Roumeliotis showed a video of one such test. It used a roughly 3-inch by 1-inch (7.6 by 2.5 cm) aluminum spike with a dull point to simulate a sharp rock.
"Welcome to 'The Impaler,'" Roumeliotis said as the rover drove over the spike and the wheel’s surface tore like wet paper. There was a visceral gasp from the audience. [Curiosity Completes 1 Martian Year on Red Planet (Video)]
Roumeliotis pointed out that such damage only occurred when the rover was driving forward, due to the pivot points of the suspension system. A similar video of the rover driving backward showed the wheels traversing the spike with no ill effects. In the months ahead, the rover will therefore be driving backward across some of the worst areas, as it did when crossing the last rocky patch. This results in less damage, and what does occur tends to affect two wheels and not four when driving in this mode, team members said.
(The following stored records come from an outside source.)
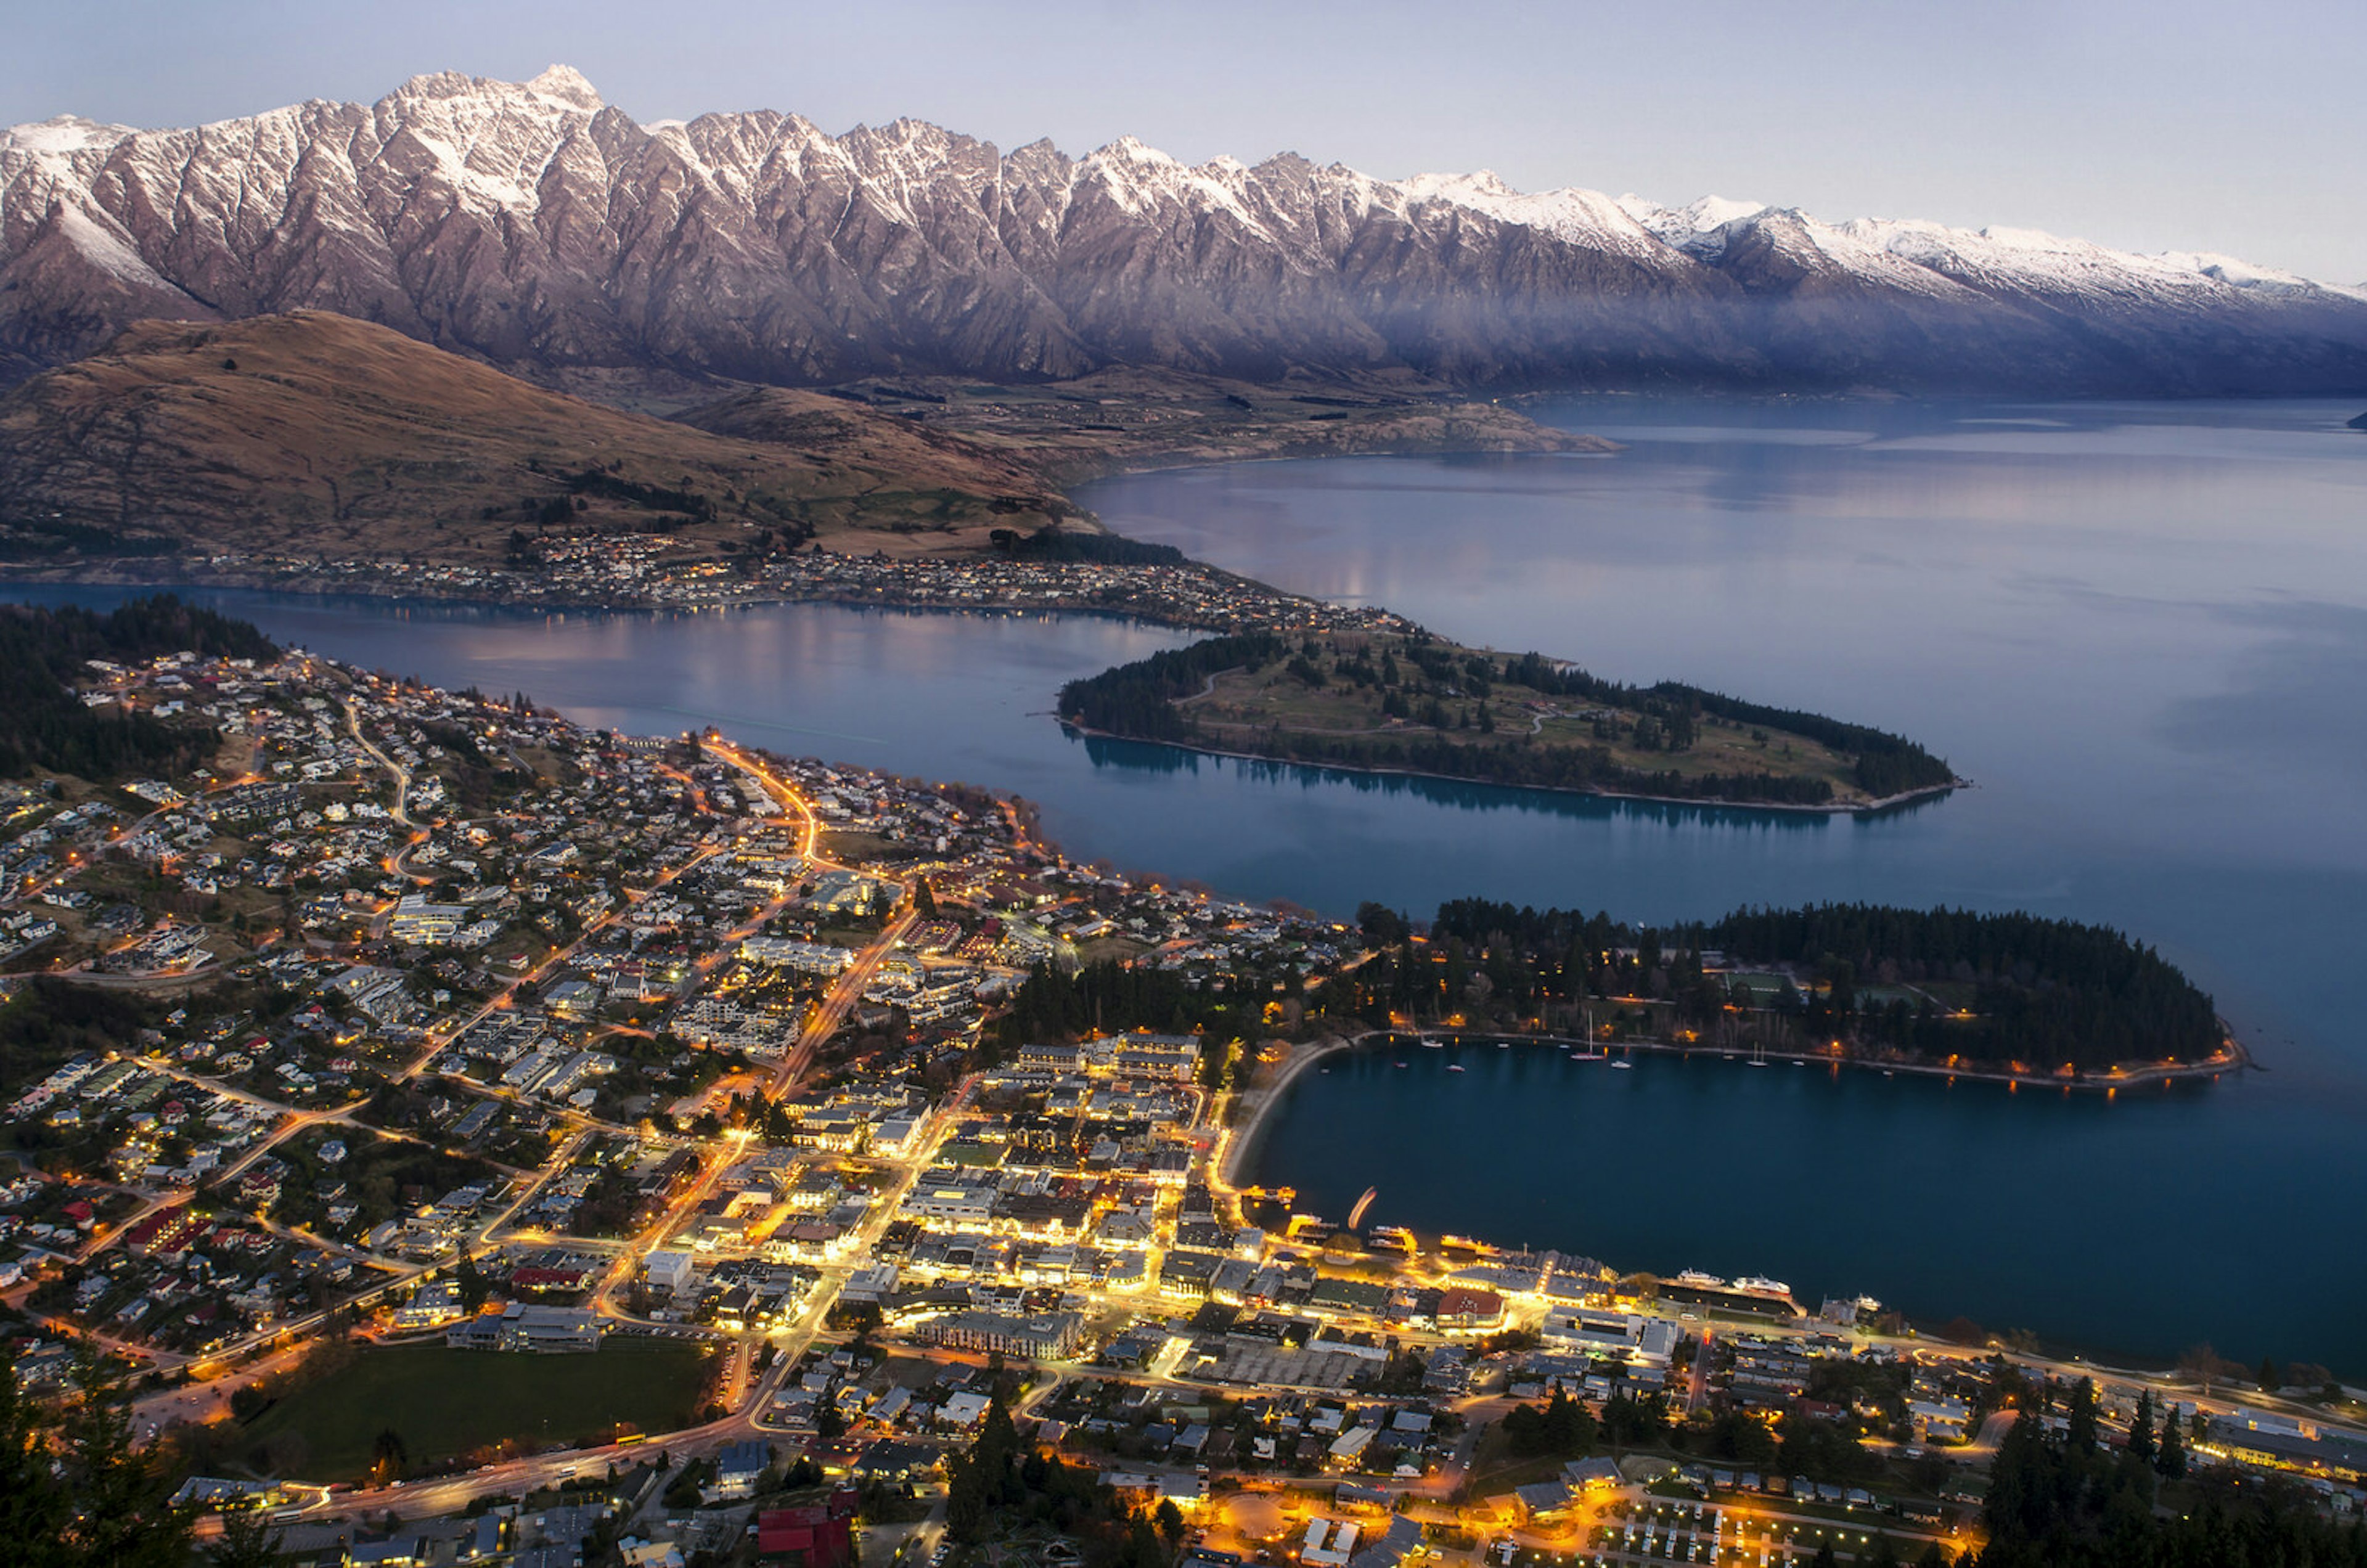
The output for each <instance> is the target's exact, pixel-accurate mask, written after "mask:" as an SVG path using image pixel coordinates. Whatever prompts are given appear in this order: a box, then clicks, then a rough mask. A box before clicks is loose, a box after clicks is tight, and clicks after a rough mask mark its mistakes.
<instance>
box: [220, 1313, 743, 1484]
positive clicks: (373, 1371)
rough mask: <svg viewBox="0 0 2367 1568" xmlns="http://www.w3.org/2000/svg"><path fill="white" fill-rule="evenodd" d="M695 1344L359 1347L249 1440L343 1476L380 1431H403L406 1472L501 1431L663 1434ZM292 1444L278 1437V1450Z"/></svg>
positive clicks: (675, 1426) (690, 1375) (505, 1438)
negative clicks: (543, 1345)
mask: <svg viewBox="0 0 2367 1568" xmlns="http://www.w3.org/2000/svg"><path fill="white" fill-rule="evenodd" d="M701 1374H703V1369H701V1352H698V1345H689V1343H682V1341H611V1343H606V1345H601V1348H599V1350H594V1352H589V1355H509V1352H499V1350H447V1348H445V1345H398V1348H393V1350H362V1352H360V1355H357V1357H355V1362H353V1364H350V1367H343V1369H338V1371H334V1374H329V1376H327V1379H322V1381H320V1383H310V1386H305V1388H298V1390H296V1393H291V1395H289V1397H284V1400H279V1402H277V1405H275V1407H270V1409H267V1412H263V1416H260V1419H258V1421H256V1424H253V1426H251V1428H246V1438H249V1442H251V1445H253V1447H267V1445H272V1440H275V1438H282V1435H289V1433H296V1435H301V1438H303V1442H301V1447H303V1450H308V1452H305V1457H303V1461H301V1464H289V1469H291V1471H294V1473H298V1476H303V1478H308V1480H348V1478H355V1476H360V1473H362V1471H367V1469H369V1459H372V1445H374V1442H376V1438H379V1433H381V1431H388V1428H393V1431H395V1433H400V1438H402V1447H405V1450H407V1454H409V1464H412V1469H419V1466H421V1464H431V1461H438V1459H450V1457H454V1454H469V1452H473V1450H481V1447H492V1445H497V1442H504V1440H516V1442H521V1445H523V1447H528V1450H537V1447H547V1445H554V1442H582V1440H587V1438H608V1435H611V1433H613V1431H615V1424H618V1421H632V1424H634V1426H637V1428H641V1431H651V1433H663V1431H675V1428H677V1426H686V1424H689V1419H691V1414H694V1412H691V1400H696V1397H698V1388H701V1381H703V1379H701ZM294 1447H298V1445H291V1442H282V1445H279V1450H282V1452H289V1457H294V1454H291V1450H294Z"/></svg>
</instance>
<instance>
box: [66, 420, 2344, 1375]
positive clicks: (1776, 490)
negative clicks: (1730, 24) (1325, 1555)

In a later conversation, Grotzinger pointed out that the real strength in Curiosity’s beer-keg-size wheels lies not in the tread surface but rather in the metal ridge and flexible spokes inside. "The internal rim and the flexible spokes really absorb much of the punishment," he said.
The rover team considered seven different pathways for the remaining distance between Curiosity’s current location and the 3.4-mile-high (5.5 km) Mount Sharp, whose many rock layers record a history of Mars' changing environmental conditions over time.
Curiosity will descend into a shallow, sandy-floored valley to avoid the worst of the upcoming terrain. The rover team plans to skirt the deeper sand by hugging the edge of the valley floor, where the drift thins out near the wall.
Someone posted Robert Frost’s poem "The Road Less Taken" at JPL in tribute to the challenging choices ahead, Grotzinger told the crowd. The choice seemed fitting.
"But I’ll bet Frost never imagined there could be seven routes that you might take,"Grotzinger added with a smile.